Lo que en primara instancia esperamos es sinceridad, pero es lo que menos los adorna. Nada más verlos en campaña, sus fotos, posturas y promesas mienten. Y de ahí para adelante esperamos con desconfianza que tengan alguna voluntad de servicio. El fenómeno de hace cuatro años, cuando Daniel Quintero ganó la alcaldía de Medellín con una muy buena votación y con escasa trayectoria pública, se atribuyó al deseo de que se cambiara de tendido, probar una cara fresca supuestamente aburridos de administraciones anteriores, del equipo que terminaba mandato, e insatisfechos con sus realizaciones frente a gastos publicitarios desbordados.
Apenas sí, se acababa de posesionar Quintero Calle, arrancó un proceso de revocatoria que, sin esperar lo prudencial, fue tan improvisado que pintaba ineficacia al no proceder conforme a los requisitos.
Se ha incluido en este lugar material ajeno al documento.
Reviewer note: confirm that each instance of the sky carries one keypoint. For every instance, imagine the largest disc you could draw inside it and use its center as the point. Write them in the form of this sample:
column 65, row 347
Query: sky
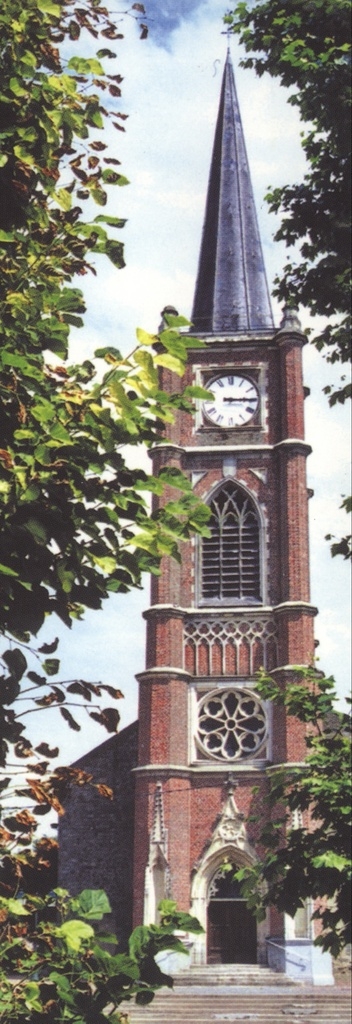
column 171, row 92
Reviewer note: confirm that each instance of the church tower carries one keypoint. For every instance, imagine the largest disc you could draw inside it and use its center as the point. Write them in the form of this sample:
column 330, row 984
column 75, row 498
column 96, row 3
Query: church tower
column 238, row 600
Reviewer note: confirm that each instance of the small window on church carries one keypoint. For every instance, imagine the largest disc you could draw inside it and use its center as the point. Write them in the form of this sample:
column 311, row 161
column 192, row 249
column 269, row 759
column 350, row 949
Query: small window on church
column 230, row 556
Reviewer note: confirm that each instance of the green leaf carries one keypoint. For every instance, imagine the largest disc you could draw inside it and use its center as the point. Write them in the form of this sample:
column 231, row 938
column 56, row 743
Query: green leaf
column 75, row 934
column 331, row 859
column 5, row 570
column 144, row 338
column 14, row 907
column 47, row 7
column 15, row 662
column 86, row 66
column 63, row 198
column 93, row 903
column 51, row 666
column 37, row 529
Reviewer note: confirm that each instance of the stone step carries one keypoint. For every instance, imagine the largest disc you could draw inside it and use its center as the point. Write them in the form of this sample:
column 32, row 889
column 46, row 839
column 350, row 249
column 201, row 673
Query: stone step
column 313, row 1007
column 230, row 974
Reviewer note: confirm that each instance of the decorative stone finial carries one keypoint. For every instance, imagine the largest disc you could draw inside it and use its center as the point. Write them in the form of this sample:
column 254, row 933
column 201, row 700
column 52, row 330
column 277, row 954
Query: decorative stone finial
column 291, row 320
column 169, row 311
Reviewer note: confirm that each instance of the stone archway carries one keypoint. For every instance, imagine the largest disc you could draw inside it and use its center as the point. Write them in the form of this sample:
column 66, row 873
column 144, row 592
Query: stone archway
column 231, row 929
column 229, row 845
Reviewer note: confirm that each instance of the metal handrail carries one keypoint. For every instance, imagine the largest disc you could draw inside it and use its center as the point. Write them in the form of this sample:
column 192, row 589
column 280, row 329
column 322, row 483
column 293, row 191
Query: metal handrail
column 302, row 960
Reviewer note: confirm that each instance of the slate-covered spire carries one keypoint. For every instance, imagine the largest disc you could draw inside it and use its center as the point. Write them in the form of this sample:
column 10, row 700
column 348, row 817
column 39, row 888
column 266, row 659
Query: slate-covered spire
column 231, row 292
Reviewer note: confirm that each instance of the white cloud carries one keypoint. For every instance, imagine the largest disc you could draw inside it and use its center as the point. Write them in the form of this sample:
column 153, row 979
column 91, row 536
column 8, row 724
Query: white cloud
column 172, row 98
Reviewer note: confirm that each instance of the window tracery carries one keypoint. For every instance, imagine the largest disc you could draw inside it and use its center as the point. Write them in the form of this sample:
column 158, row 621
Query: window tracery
column 230, row 556
column 231, row 724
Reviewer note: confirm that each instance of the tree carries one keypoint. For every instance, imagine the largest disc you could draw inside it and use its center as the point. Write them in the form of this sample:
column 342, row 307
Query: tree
column 76, row 523
column 308, row 47
column 75, row 518
column 307, row 841
column 66, row 970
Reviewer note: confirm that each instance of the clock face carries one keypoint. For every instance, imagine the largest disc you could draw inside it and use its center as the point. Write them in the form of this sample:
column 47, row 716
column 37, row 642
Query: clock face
column 234, row 401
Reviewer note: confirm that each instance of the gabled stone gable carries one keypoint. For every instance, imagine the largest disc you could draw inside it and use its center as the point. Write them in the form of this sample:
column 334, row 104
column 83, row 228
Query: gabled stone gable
column 96, row 834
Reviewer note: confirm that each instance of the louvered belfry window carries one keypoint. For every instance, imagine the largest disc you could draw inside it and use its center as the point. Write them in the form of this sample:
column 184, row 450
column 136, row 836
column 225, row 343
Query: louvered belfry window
column 230, row 556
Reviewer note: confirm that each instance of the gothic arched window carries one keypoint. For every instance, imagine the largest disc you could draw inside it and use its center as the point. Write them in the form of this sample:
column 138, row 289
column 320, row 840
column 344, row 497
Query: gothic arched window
column 230, row 556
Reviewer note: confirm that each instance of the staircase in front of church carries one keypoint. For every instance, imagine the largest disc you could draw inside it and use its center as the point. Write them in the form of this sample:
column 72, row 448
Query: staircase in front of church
column 212, row 995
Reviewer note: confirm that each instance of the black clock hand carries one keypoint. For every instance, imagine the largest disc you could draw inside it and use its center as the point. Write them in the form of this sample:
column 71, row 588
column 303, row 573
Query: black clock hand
column 239, row 399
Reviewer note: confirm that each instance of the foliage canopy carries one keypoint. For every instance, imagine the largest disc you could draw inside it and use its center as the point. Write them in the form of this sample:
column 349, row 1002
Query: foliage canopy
column 307, row 841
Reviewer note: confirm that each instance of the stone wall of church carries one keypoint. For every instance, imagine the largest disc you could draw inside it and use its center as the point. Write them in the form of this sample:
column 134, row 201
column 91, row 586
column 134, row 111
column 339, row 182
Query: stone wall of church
column 96, row 834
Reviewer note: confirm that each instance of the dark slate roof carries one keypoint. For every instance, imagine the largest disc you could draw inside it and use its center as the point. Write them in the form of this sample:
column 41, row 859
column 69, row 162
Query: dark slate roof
column 231, row 292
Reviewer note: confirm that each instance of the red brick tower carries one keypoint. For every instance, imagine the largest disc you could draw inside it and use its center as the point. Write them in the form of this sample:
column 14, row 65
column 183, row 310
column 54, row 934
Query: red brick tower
column 239, row 599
Sin duda, de una herramienta democrática mal conducida no podía esperarse buen final. Por otra parte, el ruido del proceso seguramente impidió mayor dedicación a la gestión propia del mandato. Es sabido a lo que desembocó la tirantez, los torpedos lanzados desde la oposición y hacia ésta, y cómo fue calando el malestar entre los ciudadanos que terminaron convencidos de que la capital antioqueña estaba siendo birlada por un indeseable. Y como a los políticos poco se les puede creer, es mejor -por salud mental- pensar que, ningún gobernante quiere arruinar por completo el territorio que le han encomendado. Los ha habido buenos, regulares y malitos, pero cositas buenas han hecho todos, unos más, otros menos.
Aparece entonces Federico Gutiérrez que promete rescatar a Medellín; no supimos muy bien rescatarla de qué concretamente porque no nos dio mucha oportunidad de oír sus argumentos para respaldar sus frases combativas. En cuanto a que quería ser de nuevo alcalde de la capital antioqueña para eliminar la corrupción y el odio, no hubo planteamientos claros. Referirse a personas con nombres propios y no a hechos, se presta a interpretaciones subjetivas quizá lejanas de la realidad; tal vez rescatarla de los supuestos malos manejos que hubo en manos de su antecesor; de la delincuencia común que azota a las ciudades colombianas; de la suciedad y de la contratación presumiblemente chueca que se asegura, sucedió apenas durante los últimos cuatro años, desconociendo la historia de corruptela, suena amañado.
En todo caso, así como democrática y limpiamente, ganó la presidencia de Colombia Gustavo Petro, y debe aceptarse desde la oposición con sensatez su triunfo, pero con firmeza respetuosa para confrontar con argumentos sólidos lo inaceptable de su mandato, así se quiere que la voluntad de los ciudadanos de Medellín, se respete; que no se le pongan palos a la rueda y se deje gobernar para tener certezas de su gestión, y apoyarla o criticarla sin posturas acomodadas. Por lo demás, la arrogancia, común en muchos de la clase política, se está desde ya observando, mala cosa semejante triunfalismo. Una inmensa mayoría de colombianos queremos salir de la intranquilidad que generan las actitudes poco flexibles, nada conciliadoras, ajenas a las buenas maneras, aunque haya diferencias ideológicas, aunque haya distancias partidistas, porque siempre, y a pesar del desencanto al que la clase política nos lleva frecuentemente, queremos creer que el deber que olvidaron los políticos: “Trabajar por el bienestar colectivo” pude, ese sí, recuperarse. Mentirosos por naturaleza, pero les seguimos creyendo.